Vous avez beaucoup tourné ces dernières années. Est-ce qu’il y a un pays où vous aimeriez aller partager vos morceaux?
I.C.: Récemment j’ai rencontré la diaspora Touareg de Bruxelles et j’ai vraiment accroché à leur mentalité et à leur manière de jouer. On a été invités à jouer dans une de leurs soirées et ça a été très bien reçu donc j’irais bien là-bas.
A.C.: Moi aussi, ce serait vers le Niger ou le Mali où on trouve beaucoup de Touaregs.
I.C.: Mais on aimerait bien faire découvrir nos morceaux dans tous les pays où on ne parle pas français. On a déjà joué en Allemagne, en Angleterre et en Grèce et à chaque fois ça s’est bien passé.
A.C.: On essaye de dire plus que des mots grâce à nos arrangements.
Comment expliquez-vous le fait que vous vous produisiez tellement en concert alors que vous êtes assis sur scène et qu’il n’y a aucun artifice mis en place?
A.C.: C’est peut-être justement pour ça qu’on aime faire appel à nous.
I.C.: Le mec qui est chargé de nous trouver des dates, c’est le premier truc qu’il nous a dit. Il n’y a rien sur le papier qui fait que ça devrait fonctionner. Mais justement je pense que c’est ce côté dépouillé qui fait que ça marche et aussi le fait qu’on essaye d’être très proches du public en interagissant avec eux. C’est un peu dans l’air du temps, on fait de la musique écolo avec des instruments en bois et sans amplification.
Vos tenues de scène sont les mêmes depuis le début?
I.C.: Non, ça n’arrête pas de bouger. C’est comme la puberté, ça évolue, on essaye différentes choses sans savoir tout de suite si c’est vraiment bien.
A.C.: En fait, tout ce qui brille, on se l’agglomère.
I.C.: Récemment on a eu un peu d’argent pour faire les costumes qu’on a maintenant, mais c’est constamment en mouvement.
A.C.: Puis en ce moment, on se fait allumer par les Nord-Américains à cause de notre maquillage rouge.
I.C.: Ils nous disent qu’on fait de l’appropriation culturelle.
Et pour terminer, c’est quoi la musique qui passe dans le salon de Sages Comme Des Sauvages?

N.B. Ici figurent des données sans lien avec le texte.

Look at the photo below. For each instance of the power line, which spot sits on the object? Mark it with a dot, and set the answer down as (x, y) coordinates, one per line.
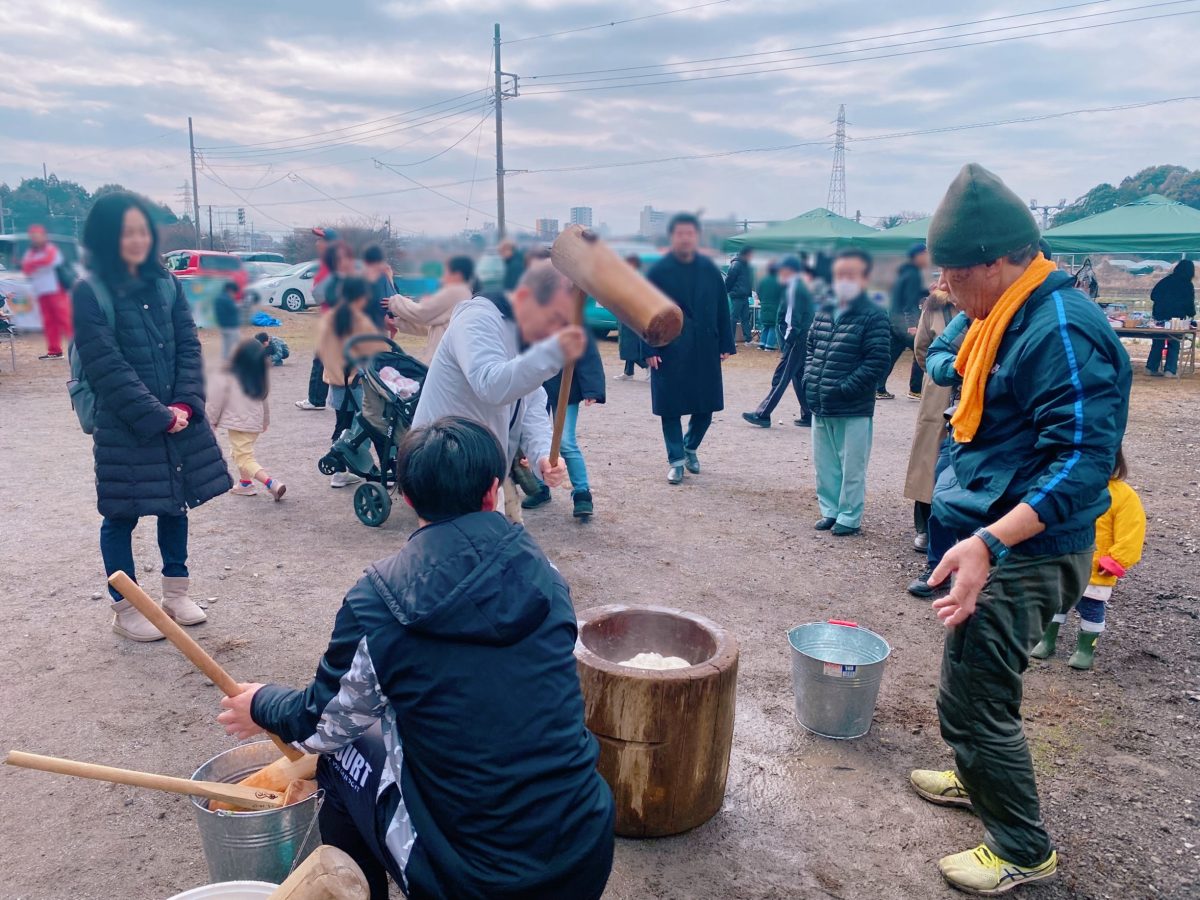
(617, 22)
(364, 137)
(454, 120)
(345, 127)
(828, 43)
(892, 136)
(864, 49)
(478, 126)
(867, 59)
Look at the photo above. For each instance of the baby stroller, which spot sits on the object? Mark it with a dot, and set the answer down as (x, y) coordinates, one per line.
(384, 419)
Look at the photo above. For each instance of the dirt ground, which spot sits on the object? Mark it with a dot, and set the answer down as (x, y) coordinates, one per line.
(1116, 749)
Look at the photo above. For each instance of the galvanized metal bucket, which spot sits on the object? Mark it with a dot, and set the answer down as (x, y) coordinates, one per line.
(837, 669)
(253, 846)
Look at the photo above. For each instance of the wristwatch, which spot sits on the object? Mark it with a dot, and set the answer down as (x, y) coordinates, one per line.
(996, 547)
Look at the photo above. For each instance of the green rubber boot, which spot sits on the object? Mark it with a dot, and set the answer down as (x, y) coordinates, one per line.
(1047, 645)
(1085, 651)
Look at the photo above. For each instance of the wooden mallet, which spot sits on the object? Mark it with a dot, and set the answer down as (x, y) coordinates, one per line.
(250, 798)
(595, 269)
(276, 777)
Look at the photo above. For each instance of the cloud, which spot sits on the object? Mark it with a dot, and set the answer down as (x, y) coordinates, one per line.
(102, 91)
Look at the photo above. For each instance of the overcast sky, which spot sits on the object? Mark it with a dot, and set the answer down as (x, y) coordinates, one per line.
(101, 91)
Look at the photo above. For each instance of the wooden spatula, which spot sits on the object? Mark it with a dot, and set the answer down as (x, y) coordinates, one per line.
(276, 777)
(250, 798)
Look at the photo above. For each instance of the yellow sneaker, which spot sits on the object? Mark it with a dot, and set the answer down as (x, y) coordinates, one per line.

I.C.: J’ai un petit concept. Pour la bouffe, on dit que c’est mieux de consommer local et moi j’appliquerais ça aussi à la consommation de culture. Je me suis rendu compte que les groupes que j’écoute le plus sont ceux qui viennent de Bruxelles parce que tu vas les voir en concert, tu discutes avec eux, tu bois un coup et ça crée quelque chose. Les groupes qu’on écoute le plus c’est Kel Assouf, des touaregs bruxellois, et Facteur Cheval.